BR Trans
Um vergonhoso pódio
Por Vitor Velloso
Durante o Festival do Rio 2021
“BR Trans”, o novo documentário de Raphael Alvarez e Tatiana Issa procura discutir a realidade das pessoas transexuais no Brasil, o país que mais marginaliza e assassina no mundo. O filme procura estruturar a discussão com duas frentes distintas: registros e depoimentos de seus personagens, além de uma peça teatral protagonizada por Silvero Pereira. Assim, os diretores utilizam das diversas narrativas contadas pelo ator em sua apresentação, para conseguir unir um maior número de histórias e mostrar que apesar de diferentes localidades, oportunidades e idades, as violentas semelhanças são inúmeras.
O longa trabalha com seu poder de síntese nos registros, conseguindo evitar se prender aos materiais de arquivo e sequências expositivas. Contudo, provoca constantemente o espectador com breves imagens que atravessam a montagem, com cortes rápidos e secos que expõem pessoas trans assassinadas. Essas sequências não vulgarizam o trabalho de compreensão da real situação, pelo contrário, cumprem o importante papel de materializar o que os dados impessoalizam. É comum que filmes utilizem a violência gráfica com intuito de choque gratuito no público, mas “BR Trans” está consciente dos efeitos e gera o desconforto por reconhecer que as histórias não contadas tiveram o mesmo fim. A brutalidade da realidade é exposta pelas sobreviventes que não hesitam em denunciar as violências que sofreram, continuam sofrendo e presenciaram. Não por acaso, Silvero estampa o nome de diversas trans em seu corpo durante sua performance, para identificar as vítimas de uma sociedade que mantém o terrível pódio há anos.

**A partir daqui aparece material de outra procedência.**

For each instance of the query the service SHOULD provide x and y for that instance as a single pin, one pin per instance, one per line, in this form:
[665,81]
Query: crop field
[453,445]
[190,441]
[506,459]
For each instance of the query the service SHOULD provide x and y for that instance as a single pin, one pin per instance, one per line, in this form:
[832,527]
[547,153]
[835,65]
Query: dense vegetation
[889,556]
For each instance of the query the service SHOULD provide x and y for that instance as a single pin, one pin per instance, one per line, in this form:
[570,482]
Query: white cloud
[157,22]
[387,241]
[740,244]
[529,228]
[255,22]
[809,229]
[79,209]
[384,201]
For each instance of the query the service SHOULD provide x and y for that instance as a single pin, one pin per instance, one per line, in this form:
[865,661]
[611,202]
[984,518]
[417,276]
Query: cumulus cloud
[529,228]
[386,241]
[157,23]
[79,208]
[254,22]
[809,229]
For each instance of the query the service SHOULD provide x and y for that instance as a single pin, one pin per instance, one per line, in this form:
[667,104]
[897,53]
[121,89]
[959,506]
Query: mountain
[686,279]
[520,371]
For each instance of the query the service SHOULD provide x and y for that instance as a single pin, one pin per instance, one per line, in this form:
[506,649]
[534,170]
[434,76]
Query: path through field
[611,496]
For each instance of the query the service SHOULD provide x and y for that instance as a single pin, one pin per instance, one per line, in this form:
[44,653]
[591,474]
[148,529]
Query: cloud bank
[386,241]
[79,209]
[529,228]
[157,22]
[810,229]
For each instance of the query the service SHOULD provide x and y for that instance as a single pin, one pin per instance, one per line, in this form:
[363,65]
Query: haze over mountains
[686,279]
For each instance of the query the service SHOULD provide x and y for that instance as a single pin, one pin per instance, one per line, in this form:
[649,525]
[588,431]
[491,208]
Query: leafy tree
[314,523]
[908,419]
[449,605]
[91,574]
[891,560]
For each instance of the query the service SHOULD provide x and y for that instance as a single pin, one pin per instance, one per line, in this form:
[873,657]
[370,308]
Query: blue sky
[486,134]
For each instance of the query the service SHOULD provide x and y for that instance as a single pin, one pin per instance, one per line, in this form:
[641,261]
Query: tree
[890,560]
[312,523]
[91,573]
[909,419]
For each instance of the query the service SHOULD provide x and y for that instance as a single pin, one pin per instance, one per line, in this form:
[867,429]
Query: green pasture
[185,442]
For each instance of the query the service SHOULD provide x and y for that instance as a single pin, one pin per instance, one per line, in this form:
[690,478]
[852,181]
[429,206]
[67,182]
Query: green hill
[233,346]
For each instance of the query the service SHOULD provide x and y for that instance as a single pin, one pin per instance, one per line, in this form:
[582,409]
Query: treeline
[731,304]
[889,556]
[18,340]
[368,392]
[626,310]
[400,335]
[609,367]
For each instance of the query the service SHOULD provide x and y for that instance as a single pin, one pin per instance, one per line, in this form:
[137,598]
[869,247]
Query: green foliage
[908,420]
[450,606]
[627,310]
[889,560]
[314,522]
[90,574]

O trabalho da montagem é organizar as falas para dar sentido ao todo, ou seja, fazer com que a discussão não seja apenas a explicitação dessa violência mas a exaltação dessas vidas e propor a reflexão de uma resolução. Nesse caminho, Rodrigo Brazao e Raphael Alvarez desenvolvem uma perspectiva capaz de ligar cada uma das personagens sem que esses recortes sejam arbitrários. Por essa razão, não existe uma conformidade inerte no filme, que se contenta com divulgar dados, relacionar as histórias por meio das agressões e tratar a morte como um fim comum. A fim de romper com o fatalismo, “BR Trans” possui três momentos distintos que intercalam os registros: a denúncia, a raiva e a sobrevivência. Ou seja, parte de etapas não demarcadas de uma obra predisposta a fugir do lugar comum. Desta forma, quando a performance cruza as pessoas reais, não há sobreposição que interfira diretamente no andamento do documentário. Isso faz com que o enquadramento direto da peça de Silvero adicione à discussão, sem grande perda de ritmo. Porém, a articulação dessa linguagem nem sempre funciona bem, já que a dinâmica da encenação é de grave contraste quando o registro real vem à tona. Tal relação é feita apenas na oralidade, o que reforça a necessidade dessa montagem ater-se ao rigor de suas narrativas.
Onde a realidade e a ficção passam a dialogar de maneira direta, o sentimento de proximidade com as personagens ganha relevância na experiência, fortalecendo o afeto e a compaixão pelas vidas perdidas e as que lutam por respeito. Portanto, o próprio título surge como uma provocação de atravessamento, localizando o Brasil como esse espaço de violência, onde o tempo demonstra sua chaga na pele e memória de cada uma das pessoas que surgem no longa.
É interessante notar que o trabalho conjunto de Raphael Alvarez e Tatiana Issa possui camadas que vão além das cabeças falantes e material de arquivo para costurar suas intenções cinematográficas. De “Dzi Croquettes” (2009) para o atual “BR Trans”, as temáticas podem se relacionar, mas suas formas se distanciam e constatam uma maturidade para trabalhar no gênero do documentário que não se prende na exposição ou mantém padrões. Uma dupla que cumpre lacunas importantes e pensa os formatos de maneira individual.